I say, Did you ever think maybe it’s wrong to take pictures of people without their consent?

What that guy is doing to the shrimp is far worse, retorts my sister.

Agreed, says my brother.

All this talk of shrimp and vowels is making my head swirl. How come I never knew about this shrimp and vowels thing? I sympathize with Shrimp Guy. I bet he’s never thought of shrimp in terms of vowels, either.


If pressed, I’d lean more on the side of shrimp being more consonant than vowel-like. A “J” is more fitting of shrimp than a “U” or “O.” Maybe I’m just taking this stance because I’m irked about not being in the know about shrimp and vowels. Am I bitter? These musings are drowned out by my brother’s voice.

Come on! Let’s see if he’s removed the shrimp yet. A furtive glance passes between my siblings and once more, they traipse outside.

I wonder if Shrimp Guy senses a piece of himself missing, that he has become an unknowing victim of my sister’s habit of snapping up the world. Laughter drifts into the kitchen. Feeling like an accomplice in an unnamed crime, I wash a spoon, attempting to rinse Shrimp Guy from my mind.


While we were sleeping, the ocean fashioned a long ledge that stretches along the coastline. A mini cliff of sorts. My brother is already here, has carved out a spot for us, having set up beach chairs in a pleasing u-shaped manner that opens to the sea. Shaded by two umbrellas, the low-slung chairs ripple as one striped vowel.


My brother bakes in the sun. Hunched over a section of the ledge, and with a child’s shovel, he notches out stairs of sand. He removes the soft and sandy crown, exposing a damp mix below. He levels off three tiers, dusting each to perfection. The finish is flawless, as if he had rolled out fondant and draped it artfully over the stairs.


Older beach patrons who find the ocean’s ledge too precarious a drop, frequent his steps. His best customer is a woman who wears a white flowered swim cap. Skin dangles from legs, which poke out like fishing poles beneath her latex-sheathed hull. From her suit and fingers she drips water upon his masterpiece.

She compliments my brother on his great work and he bows deeply, one arm tucked into his belly. The woman smiles, leaving a piping of watery pearls in her wake. My brother drops to one knee and repairs the edge of stairs that have crumbled.


To my son he says, You should bring your grandchild here someday. Show them these steps. He waves an arm magnanimously over his work. You tell them, ‘My Uncle John built these stairs!’

My son eyes his uncle suspiciously then runs over to the tide pool that will soon disappear.

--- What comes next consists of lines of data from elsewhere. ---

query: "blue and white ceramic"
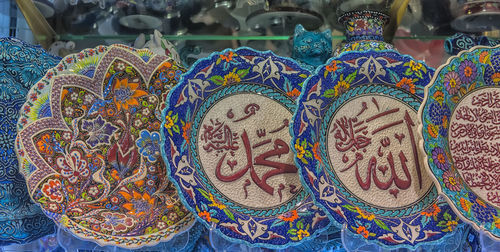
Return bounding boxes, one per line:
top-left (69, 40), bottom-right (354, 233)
top-left (161, 48), bottom-right (329, 248)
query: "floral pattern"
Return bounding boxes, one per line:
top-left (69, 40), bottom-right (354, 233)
top-left (420, 47), bottom-right (500, 239)
top-left (0, 37), bottom-right (61, 247)
top-left (291, 23), bottom-right (460, 249)
top-left (81, 114), bottom-right (118, 148)
top-left (136, 130), bottom-right (160, 162)
top-left (16, 45), bottom-right (194, 248)
top-left (160, 48), bottom-right (329, 248)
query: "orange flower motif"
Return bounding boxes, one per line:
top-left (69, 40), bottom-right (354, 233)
top-left (278, 210), bottom-right (299, 222)
top-left (493, 215), bottom-right (500, 229)
top-left (326, 60), bottom-right (339, 72)
top-left (313, 142), bottom-right (323, 163)
top-left (442, 115), bottom-right (448, 128)
top-left (113, 79), bottom-right (147, 111)
top-left (36, 134), bottom-right (54, 155)
top-left (220, 51), bottom-right (234, 62)
top-left (445, 220), bottom-right (458, 232)
top-left (208, 194), bottom-right (226, 209)
top-left (479, 51), bottom-right (489, 64)
top-left (356, 226), bottom-right (370, 239)
top-left (433, 90), bottom-right (444, 102)
top-left (460, 198), bottom-right (470, 212)
top-left (198, 211), bottom-right (212, 222)
top-left (120, 191), bottom-right (155, 216)
top-left (396, 78), bottom-right (415, 94)
top-left (286, 88), bottom-right (300, 97)
top-left (476, 199), bottom-right (486, 208)
top-left (356, 207), bottom-right (375, 221)
top-left (297, 229), bottom-right (310, 240)
top-left (491, 72), bottom-right (500, 84)
top-left (427, 124), bottom-right (439, 138)
top-left (333, 80), bottom-right (351, 97)
top-left (182, 122), bottom-right (192, 144)
top-left (421, 204), bottom-right (441, 217)
top-left (222, 72), bottom-right (241, 86)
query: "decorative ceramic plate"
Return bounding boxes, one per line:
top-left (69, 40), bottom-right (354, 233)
top-left (419, 46), bottom-right (500, 239)
top-left (0, 38), bottom-right (60, 246)
top-left (161, 48), bottom-right (329, 247)
top-left (291, 50), bottom-right (459, 248)
top-left (16, 45), bottom-right (194, 248)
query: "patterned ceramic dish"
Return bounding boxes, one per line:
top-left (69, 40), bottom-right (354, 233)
top-left (419, 46), bottom-right (500, 240)
top-left (16, 45), bottom-right (194, 248)
top-left (0, 38), bottom-right (60, 246)
top-left (161, 48), bottom-right (329, 248)
top-left (291, 46), bottom-right (460, 248)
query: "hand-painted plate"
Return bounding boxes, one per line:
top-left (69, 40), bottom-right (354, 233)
top-left (0, 38), bottom-right (60, 246)
top-left (291, 47), bottom-right (459, 248)
top-left (16, 45), bottom-right (194, 248)
top-left (161, 48), bottom-right (329, 248)
top-left (419, 46), bottom-right (500, 240)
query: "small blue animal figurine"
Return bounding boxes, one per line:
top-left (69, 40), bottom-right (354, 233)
top-left (292, 24), bottom-right (332, 71)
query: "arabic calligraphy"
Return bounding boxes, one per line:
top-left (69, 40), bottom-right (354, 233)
top-left (448, 88), bottom-right (500, 206)
top-left (197, 94), bottom-right (301, 208)
top-left (327, 95), bottom-right (432, 208)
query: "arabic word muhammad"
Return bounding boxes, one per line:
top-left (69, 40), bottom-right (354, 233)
top-left (197, 94), bottom-right (301, 208)
top-left (452, 88), bottom-right (500, 207)
top-left (327, 95), bottom-right (432, 209)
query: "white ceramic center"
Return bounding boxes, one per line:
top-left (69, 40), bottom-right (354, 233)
top-left (327, 95), bottom-right (432, 209)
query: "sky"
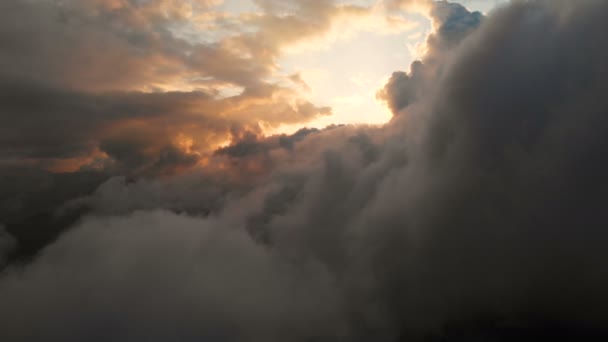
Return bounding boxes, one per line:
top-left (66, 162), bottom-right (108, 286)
top-left (0, 0), bottom-right (608, 342)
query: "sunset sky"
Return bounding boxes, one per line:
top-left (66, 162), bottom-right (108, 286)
top-left (0, 0), bottom-right (608, 342)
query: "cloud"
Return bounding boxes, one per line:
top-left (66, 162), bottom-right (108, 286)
top-left (0, 225), bottom-right (17, 266)
top-left (0, 0), bottom-right (608, 341)
top-left (377, 1), bottom-right (483, 115)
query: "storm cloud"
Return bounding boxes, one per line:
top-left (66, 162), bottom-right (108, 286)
top-left (0, 0), bottom-right (608, 341)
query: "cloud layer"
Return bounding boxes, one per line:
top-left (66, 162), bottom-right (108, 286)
top-left (0, 0), bottom-right (608, 341)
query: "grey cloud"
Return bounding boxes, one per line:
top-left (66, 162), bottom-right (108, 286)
top-left (0, 0), bottom-right (608, 341)
top-left (0, 225), bottom-right (17, 267)
top-left (377, 1), bottom-right (483, 115)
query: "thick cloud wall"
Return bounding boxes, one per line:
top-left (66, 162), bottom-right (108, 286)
top-left (0, 0), bottom-right (608, 341)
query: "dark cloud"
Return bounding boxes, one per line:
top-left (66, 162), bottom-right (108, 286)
top-left (0, 0), bottom-right (608, 341)
top-left (377, 1), bottom-right (483, 115)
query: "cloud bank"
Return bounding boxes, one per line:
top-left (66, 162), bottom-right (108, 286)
top-left (0, 0), bottom-right (608, 341)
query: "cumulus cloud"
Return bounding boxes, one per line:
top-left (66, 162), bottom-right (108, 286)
top-left (0, 225), bottom-right (17, 267)
top-left (0, 0), bottom-right (608, 341)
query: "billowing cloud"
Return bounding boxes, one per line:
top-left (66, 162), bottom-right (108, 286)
top-left (0, 0), bottom-right (608, 341)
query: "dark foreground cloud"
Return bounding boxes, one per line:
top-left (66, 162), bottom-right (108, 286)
top-left (0, 0), bottom-right (608, 341)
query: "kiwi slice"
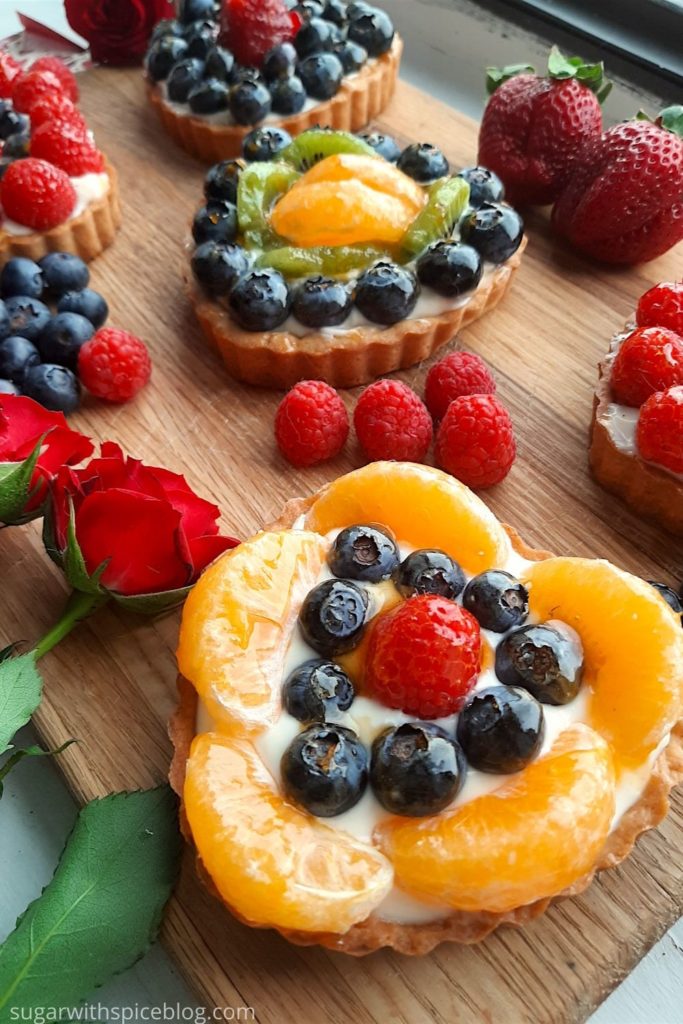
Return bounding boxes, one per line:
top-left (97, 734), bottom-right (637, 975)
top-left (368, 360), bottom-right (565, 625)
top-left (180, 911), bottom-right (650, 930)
top-left (238, 161), bottom-right (301, 249)
top-left (256, 246), bottom-right (386, 278)
top-left (401, 177), bottom-right (470, 260)
top-left (278, 128), bottom-right (377, 171)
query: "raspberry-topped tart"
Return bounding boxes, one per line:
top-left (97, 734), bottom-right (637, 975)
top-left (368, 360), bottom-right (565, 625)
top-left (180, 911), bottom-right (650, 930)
top-left (184, 128), bottom-right (525, 387)
top-left (0, 53), bottom-right (121, 263)
top-left (171, 463), bottom-right (683, 954)
top-left (145, 0), bottom-right (403, 161)
top-left (590, 282), bottom-right (683, 535)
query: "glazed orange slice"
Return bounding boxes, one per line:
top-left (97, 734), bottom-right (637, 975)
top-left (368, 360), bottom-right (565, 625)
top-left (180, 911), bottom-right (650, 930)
top-left (305, 462), bottom-right (510, 574)
top-left (376, 725), bottom-right (614, 912)
top-left (177, 530), bottom-right (328, 730)
top-left (526, 558), bottom-right (683, 770)
top-left (184, 733), bottom-right (393, 933)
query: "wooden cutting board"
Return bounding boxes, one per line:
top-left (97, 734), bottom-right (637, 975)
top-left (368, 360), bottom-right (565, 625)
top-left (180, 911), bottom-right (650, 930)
top-left (0, 70), bottom-right (683, 1024)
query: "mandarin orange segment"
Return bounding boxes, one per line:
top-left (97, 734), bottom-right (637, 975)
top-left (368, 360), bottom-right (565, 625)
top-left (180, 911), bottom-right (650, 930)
top-left (177, 530), bottom-right (327, 730)
top-left (376, 725), bottom-right (614, 912)
top-left (526, 558), bottom-right (683, 770)
top-left (305, 462), bottom-right (510, 574)
top-left (184, 733), bottom-right (392, 933)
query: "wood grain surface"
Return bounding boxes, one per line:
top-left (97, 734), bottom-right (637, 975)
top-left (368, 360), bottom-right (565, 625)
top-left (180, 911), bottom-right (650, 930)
top-left (0, 70), bottom-right (683, 1024)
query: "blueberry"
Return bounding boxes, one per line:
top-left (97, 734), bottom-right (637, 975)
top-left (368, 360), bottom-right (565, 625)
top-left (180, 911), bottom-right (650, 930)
top-left (40, 253), bottom-right (90, 296)
top-left (328, 526), bottom-right (400, 583)
top-left (280, 722), bottom-right (368, 818)
top-left (333, 39), bottom-right (368, 75)
top-left (397, 142), bottom-right (449, 184)
top-left (299, 53), bottom-right (344, 99)
top-left (283, 658), bottom-right (353, 722)
top-left (5, 295), bottom-right (52, 341)
top-left (456, 686), bottom-right (545, 775)
top-left (22, 362), bottom-right (81, 414)
top-left (191, 242), bottom-right (249, 295)
top-left (229, 79), bottom-right (270, 125)
top-left (299, 580), bottom-right (368, 657)
top-left (242, 125), bottom-right (292, 161)
top-left (460, 203), bottom-right (524, 263)
top-left (263, 43), bottom-right (297, 82)
top-left (229, 267), bottom-right (290, 331)
top-left (187, 78), bottom-right (229, 114)
top-left (0, 100), bottom-right (29, 139)
top-left (358, 131), bottom-right (400, 164)
top-left (417, 240), bottom-right (483, 298)
top-left (166, 57), bottom-right (204, 103)
top-left (458, 167), bottom-right (505, 208)
top-left (292, 275), bottom-right (353, 328)
top-left (0, 256), bottom-right (44, 299)
top-left (294, 17), bottom-right (334, 58)
top-left (193, 199), bottom-right (238, 245)
top-left (204, 160), bottom-right (242, 203)
top-left (394, 548), bottom-right (465, 601)
top-left (204, 46), bottom-right (234, 82)
top-left (463, 569), bottom-right (528, 633)
top-left (370, 722), bottom-right (467, 817)
top-left (0, 335), bottom-right (40, 384)
top-left (144, 36), bottom-right (187, 82)
top-left (57, 288), bottom-right (110, 330)
top-left (270, 75), bottom-right (306, 115)
top-left (38, 313), bottom-right (95, 371)
top-left (355, 261), bottom-right (420, 326)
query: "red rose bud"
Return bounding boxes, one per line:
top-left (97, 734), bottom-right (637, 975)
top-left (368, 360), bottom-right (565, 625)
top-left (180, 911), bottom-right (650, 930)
top-left (0, 394), bottom-right (93, 525)
top-left (45, 441), bottom-right (239, 612)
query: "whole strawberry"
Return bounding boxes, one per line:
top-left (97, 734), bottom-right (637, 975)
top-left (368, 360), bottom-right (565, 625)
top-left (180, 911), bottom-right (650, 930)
top-left (552, 106), bottom-right (683, 263)
top-left (478, 46), bottom-right (611, 206)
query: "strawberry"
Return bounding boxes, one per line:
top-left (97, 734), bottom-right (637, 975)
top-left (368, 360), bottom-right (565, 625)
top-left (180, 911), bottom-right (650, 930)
top-left (552, 106), bottom-right (683, 263)
top-left (219, 0), bottom-right (301, 68)
top-left (478, 46), bottom-right (611, 206)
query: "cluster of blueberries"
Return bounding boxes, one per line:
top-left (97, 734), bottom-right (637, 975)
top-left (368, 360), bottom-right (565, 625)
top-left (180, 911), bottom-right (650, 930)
top-left (0, 253), bottom-right (109, 413)
top-left (145, 0), bottom-right (394, 125)
top-left (281, 526), bottom-right (583, 817)
top-left (191, 126), bottom-right (524, 331)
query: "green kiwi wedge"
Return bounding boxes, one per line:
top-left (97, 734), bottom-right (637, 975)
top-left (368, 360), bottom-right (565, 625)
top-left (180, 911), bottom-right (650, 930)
top-left (401, 177), bottom-right (470, 260)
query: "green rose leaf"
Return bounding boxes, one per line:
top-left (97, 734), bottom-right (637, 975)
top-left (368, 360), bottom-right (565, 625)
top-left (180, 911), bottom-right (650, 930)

It won’t be long before the tide comes in to claim his work.


Come on! he’s fond of saying. John says this while he bastes a chicken or seasons a steak with one hand, the other arm outstretched, waiting for Holly or me to place the correct utensil, pan or ingredient into his waiting hand.

Come on, kids! he says rounding our children up on the last day of vacation and leading them towards the beach. We need to see the sunrise and take pictures for Nan and Papa Joe.

The children march obediently behind him. This is the best they have behaved all week. He has promised them each a dollar if they sit still for his camera. It is, he will later say, the best investment he has ever made.


Come and get your dolla! he shouts, tossing the “r” and five one dollar bills up into the sky. The children dash towards the flurry of flat inky bellies scuttling through the air. The day erupts with jubilant shouts as the children seize the green bodies, crumpling them in their sandy fists. When they too, scatter, my brother stands alone under the cerulean sky.


John settles down into a beach chair. He wipes the sweat from his brow and begins to read. A few minutes later, he looks up and taps the cover of his book, Patience: The Art of Peaceful Living. I need to work on this, he says. His furrowed brow and the intensity in which he turns the pages, keeps me from laughing.

After ten minutes, my brother can hold back no longer. He rises from the chair, remembering he has one more thing to do. The ocean, too, begins to rise.